Школа была по дороге, и я решил одним махом получить все оплеухи и успокоиться. Больше идти было некуда… Школа — одно лишь название. На пригорке, на огороженной жердями голой поляне — длинный «основной корпус» из почерневших бревен с большими окнами, рядом ещё две избы на два класса каждая, хозяйственный сарайчик, а в конце двора — пригон для коня и двух быков. Вот и всё.
Я долго не мог понять, почему в Сибири, где столько леса, ни в одном дворе нет добротного тёплого хлева. Сплошь одни ″пригоны″ — сложенные из жердей загородки, лишь бы не убежала скотина. Коровы лежат на обледенелой земле, часто примерзают не только хвосты, но и вымя, обрастают за зиму каким-то диким мхом, и мёрзлые комки навоза болтаются, как побрякушки.

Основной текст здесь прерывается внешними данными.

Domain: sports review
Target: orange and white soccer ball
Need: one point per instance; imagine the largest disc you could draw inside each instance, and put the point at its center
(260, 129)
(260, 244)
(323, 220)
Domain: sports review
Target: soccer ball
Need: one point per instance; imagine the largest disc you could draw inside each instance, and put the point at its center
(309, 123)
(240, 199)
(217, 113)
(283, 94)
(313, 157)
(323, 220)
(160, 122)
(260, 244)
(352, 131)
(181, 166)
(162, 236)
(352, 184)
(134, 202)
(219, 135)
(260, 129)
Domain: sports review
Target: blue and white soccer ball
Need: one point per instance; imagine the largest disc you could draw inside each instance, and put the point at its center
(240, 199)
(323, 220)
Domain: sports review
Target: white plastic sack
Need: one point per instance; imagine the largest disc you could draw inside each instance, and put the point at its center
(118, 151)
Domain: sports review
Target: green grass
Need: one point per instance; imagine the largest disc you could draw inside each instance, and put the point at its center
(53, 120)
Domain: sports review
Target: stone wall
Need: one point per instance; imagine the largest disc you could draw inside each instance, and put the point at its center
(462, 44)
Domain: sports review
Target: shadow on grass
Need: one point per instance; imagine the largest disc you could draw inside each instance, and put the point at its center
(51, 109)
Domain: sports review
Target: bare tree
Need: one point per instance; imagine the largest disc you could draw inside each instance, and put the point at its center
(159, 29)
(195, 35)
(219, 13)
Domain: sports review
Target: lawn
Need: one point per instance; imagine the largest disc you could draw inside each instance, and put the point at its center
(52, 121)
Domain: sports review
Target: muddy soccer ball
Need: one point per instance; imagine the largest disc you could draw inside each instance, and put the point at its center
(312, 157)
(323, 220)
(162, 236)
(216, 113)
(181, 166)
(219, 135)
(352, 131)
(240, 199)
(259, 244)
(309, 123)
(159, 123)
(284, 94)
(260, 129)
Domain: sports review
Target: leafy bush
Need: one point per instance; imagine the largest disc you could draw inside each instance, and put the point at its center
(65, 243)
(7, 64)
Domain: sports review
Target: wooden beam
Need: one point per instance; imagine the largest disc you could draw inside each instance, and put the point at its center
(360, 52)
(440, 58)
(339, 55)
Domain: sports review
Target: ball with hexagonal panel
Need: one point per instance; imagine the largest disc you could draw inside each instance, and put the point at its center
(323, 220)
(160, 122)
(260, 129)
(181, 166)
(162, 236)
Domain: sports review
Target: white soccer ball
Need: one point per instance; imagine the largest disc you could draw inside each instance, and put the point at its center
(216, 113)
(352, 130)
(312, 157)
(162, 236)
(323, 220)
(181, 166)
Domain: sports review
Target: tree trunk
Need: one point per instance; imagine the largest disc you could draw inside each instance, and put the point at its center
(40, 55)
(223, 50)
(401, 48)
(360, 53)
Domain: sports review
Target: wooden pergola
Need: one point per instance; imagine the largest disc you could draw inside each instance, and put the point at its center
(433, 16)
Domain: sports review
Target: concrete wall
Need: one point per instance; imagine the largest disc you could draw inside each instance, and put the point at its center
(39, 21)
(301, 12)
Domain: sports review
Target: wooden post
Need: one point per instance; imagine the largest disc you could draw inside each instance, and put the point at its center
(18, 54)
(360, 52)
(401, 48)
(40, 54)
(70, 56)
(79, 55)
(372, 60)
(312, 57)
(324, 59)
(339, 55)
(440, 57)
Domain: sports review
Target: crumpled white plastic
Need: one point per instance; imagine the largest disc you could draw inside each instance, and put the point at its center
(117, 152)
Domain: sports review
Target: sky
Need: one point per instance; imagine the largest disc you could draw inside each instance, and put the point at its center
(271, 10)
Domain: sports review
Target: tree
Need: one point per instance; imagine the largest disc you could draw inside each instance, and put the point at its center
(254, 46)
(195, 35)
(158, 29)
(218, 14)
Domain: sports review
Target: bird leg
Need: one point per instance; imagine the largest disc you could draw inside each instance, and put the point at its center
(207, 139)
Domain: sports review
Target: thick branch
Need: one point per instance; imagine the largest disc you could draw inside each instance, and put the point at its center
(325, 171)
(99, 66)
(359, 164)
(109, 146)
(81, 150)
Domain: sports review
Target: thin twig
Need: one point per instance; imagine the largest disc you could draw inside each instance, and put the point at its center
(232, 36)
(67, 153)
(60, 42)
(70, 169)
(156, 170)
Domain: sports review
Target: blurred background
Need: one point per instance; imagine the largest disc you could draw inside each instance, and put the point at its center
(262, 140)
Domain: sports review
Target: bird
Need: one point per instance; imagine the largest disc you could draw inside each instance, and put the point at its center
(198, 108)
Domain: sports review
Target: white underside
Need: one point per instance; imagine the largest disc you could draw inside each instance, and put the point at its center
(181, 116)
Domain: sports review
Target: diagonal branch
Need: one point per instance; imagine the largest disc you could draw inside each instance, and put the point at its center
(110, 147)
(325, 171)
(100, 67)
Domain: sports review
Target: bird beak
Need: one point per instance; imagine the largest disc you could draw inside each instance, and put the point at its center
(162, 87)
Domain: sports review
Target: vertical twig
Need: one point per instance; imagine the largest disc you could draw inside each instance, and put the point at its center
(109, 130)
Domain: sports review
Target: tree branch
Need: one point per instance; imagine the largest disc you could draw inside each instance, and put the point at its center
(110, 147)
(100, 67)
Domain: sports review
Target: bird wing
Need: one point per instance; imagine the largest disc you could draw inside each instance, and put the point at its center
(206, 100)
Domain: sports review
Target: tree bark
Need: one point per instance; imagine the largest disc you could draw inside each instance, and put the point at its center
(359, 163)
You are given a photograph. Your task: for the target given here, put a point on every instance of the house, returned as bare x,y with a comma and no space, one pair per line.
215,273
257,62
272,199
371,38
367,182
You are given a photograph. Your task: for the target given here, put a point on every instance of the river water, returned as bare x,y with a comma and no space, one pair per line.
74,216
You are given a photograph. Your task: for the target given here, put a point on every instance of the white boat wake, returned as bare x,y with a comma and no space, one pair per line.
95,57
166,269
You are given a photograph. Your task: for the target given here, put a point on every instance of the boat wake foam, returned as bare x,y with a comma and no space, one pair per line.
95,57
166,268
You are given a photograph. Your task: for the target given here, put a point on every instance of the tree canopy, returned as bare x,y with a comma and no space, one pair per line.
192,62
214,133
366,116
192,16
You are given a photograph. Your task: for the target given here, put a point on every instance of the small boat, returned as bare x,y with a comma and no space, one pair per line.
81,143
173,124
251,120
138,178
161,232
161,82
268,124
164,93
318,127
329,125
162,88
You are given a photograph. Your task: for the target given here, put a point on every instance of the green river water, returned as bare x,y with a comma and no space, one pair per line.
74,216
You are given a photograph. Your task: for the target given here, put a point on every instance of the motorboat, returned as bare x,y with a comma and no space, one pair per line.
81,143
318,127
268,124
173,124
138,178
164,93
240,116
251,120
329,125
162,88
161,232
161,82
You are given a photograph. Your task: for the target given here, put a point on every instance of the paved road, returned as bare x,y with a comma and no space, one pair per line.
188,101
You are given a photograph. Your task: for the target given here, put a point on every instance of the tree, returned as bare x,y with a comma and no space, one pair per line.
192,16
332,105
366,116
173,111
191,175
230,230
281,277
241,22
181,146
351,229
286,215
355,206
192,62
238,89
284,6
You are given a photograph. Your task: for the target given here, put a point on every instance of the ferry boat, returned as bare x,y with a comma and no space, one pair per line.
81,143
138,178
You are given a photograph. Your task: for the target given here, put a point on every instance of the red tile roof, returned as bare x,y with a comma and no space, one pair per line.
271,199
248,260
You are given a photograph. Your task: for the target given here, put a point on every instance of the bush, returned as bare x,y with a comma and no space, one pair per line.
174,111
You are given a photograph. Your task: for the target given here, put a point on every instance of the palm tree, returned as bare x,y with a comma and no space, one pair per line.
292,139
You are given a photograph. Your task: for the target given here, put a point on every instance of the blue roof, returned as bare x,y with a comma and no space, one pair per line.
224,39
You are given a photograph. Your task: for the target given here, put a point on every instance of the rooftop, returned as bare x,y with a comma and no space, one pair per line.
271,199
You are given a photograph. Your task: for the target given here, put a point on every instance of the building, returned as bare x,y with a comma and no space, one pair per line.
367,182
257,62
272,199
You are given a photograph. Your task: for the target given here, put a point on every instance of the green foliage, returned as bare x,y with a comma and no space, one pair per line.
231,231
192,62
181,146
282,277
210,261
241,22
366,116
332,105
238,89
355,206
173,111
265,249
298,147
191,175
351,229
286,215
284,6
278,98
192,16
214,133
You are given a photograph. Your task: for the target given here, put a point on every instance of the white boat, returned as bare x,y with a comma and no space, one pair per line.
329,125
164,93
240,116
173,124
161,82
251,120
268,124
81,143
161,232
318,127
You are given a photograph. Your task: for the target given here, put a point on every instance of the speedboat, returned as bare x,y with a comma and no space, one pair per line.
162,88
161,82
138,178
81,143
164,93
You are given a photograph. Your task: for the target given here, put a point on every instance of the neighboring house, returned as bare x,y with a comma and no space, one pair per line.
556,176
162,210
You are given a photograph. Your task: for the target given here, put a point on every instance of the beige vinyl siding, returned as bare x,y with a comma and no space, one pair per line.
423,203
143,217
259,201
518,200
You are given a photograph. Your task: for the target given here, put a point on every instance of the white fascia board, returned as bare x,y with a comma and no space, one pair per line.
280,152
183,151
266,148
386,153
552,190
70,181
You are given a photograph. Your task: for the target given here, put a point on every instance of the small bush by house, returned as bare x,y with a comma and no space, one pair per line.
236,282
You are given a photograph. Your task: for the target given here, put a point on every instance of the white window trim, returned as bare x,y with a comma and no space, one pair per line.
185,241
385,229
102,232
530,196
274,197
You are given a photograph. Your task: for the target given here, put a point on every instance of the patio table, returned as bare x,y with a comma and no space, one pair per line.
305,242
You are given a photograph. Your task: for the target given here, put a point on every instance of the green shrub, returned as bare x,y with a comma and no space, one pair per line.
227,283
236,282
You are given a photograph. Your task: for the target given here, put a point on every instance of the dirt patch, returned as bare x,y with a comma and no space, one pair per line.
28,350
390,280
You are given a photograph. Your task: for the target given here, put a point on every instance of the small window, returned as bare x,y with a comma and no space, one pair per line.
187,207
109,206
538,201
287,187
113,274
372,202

Вошел в школу, и в этом убогом «храме науки» до боли зашлось мое сердце. Я самозабвенно любил школу, детей, уроки, когда меня с увлечением слушали не шевелясь, вечера, спектакли, походы, викторины, споры по сочинениям. И здесь пахло мелом, пролитыми чернилами, на низких вешалках висели тулупчики, телогрейки, крашенные, домашнего шитья пальтишки, а из классов доносились повышенные голоса учительниц. Как же я им завидовал, как же хотелось войти в класс и сказать: «Добрый день, дети. Тема сегодняшнего урока…» И спазмы вдруг перехватили горло. Постоял перед учительской, успокоился, постучался и вошел в просторную комнату. Посередине — длинный стол, застланный красной в чернильных пятнах скатертью, на нем — стопки тетрадей, учебники, чернильницы-невыливайки. За приставным столиком сидел дробненький мужчина в дешёвом сером пиджаке, синей косоворотке, с бледным усталым лицом; серые глаза глядели с удивлением, светлые негустые волосы спадали на лоб. И этот директор встретил меня по-человечески, подал руку, усадил рядом. Пожалел, что не имеет права использовать меня по специальности, между тем как школе очень нужен настоящий «словесник». И он, как и Кемелев, беспомощно развел руками. Должность завхоза пообещал с уверенностью, как только рассчитается нынешний. Что ни говори, а заведующий хозяйством все же звучит.
Что это за место и что за работа, я понял, лишь когда впрягся в нее, и ещё раз убедился, что мой бутерброд всегда падает только маслом вниз, а несчастья настигают меня первым и покидают последним.
И, как всегда, единственным утешением было участие добрых людей, бескорыстное братство ссыльных, готовых поддержать, заслонить собою, выручить из беды, поделиться последним с товарищем. Все мы перезнакомились в узеньком коридорчике сельсовета, ожидая вызова на отметку. Нас было двадцать мужчин и четыре женщины. Поволжские немцы и эстонцы были на особом учёте, на более легком режиме и держались отдельно.
В селе был фельдшерский пункт с амбулаторией и двумя палатами для тяжелобольных. Заведовала медициною сельсовета московский врач высокой квалификации, добрейшей души человек Элла Григорьевна Брускина. В складчину с интеллигентной ленинградкой Анной Яковлевной они купили напротив амбулатории маленькую избушку. Обустроили её так, что она стала самым уютным и желанным приютом для многих ссыльных — в тесной комнатке всем хватало места. Помимо нас троих сюда часто заходил бывший профсоюзный деятель Иван Михайлович Ермаков, любитель вести философские беседы «вообче». Тут он латал сапоги и шил из старых голенищ чирки. Вспоминая жизнь на воле рассказывал: «Я в своё уремя говорил лексии по обчим вопросам исполнения часа по два, нащёт Антанты и дурмана религии. И вот на тебе! За мою приверженность и кристальную преданность и меня туда же, со всем раённым руководством. Хоть сейчас гожусь на любой ответственный участок. Тридцать шесть жалоб только товарищу Сталину отправил. И — молчок. Перехватывают, ироды. Кабы дошли, Иосиф Виссарионович вмиг бы освободил и должностишку предоставил. Я ещё своего до-о-бьюсь. Мотивировочки есть, будьте уверены».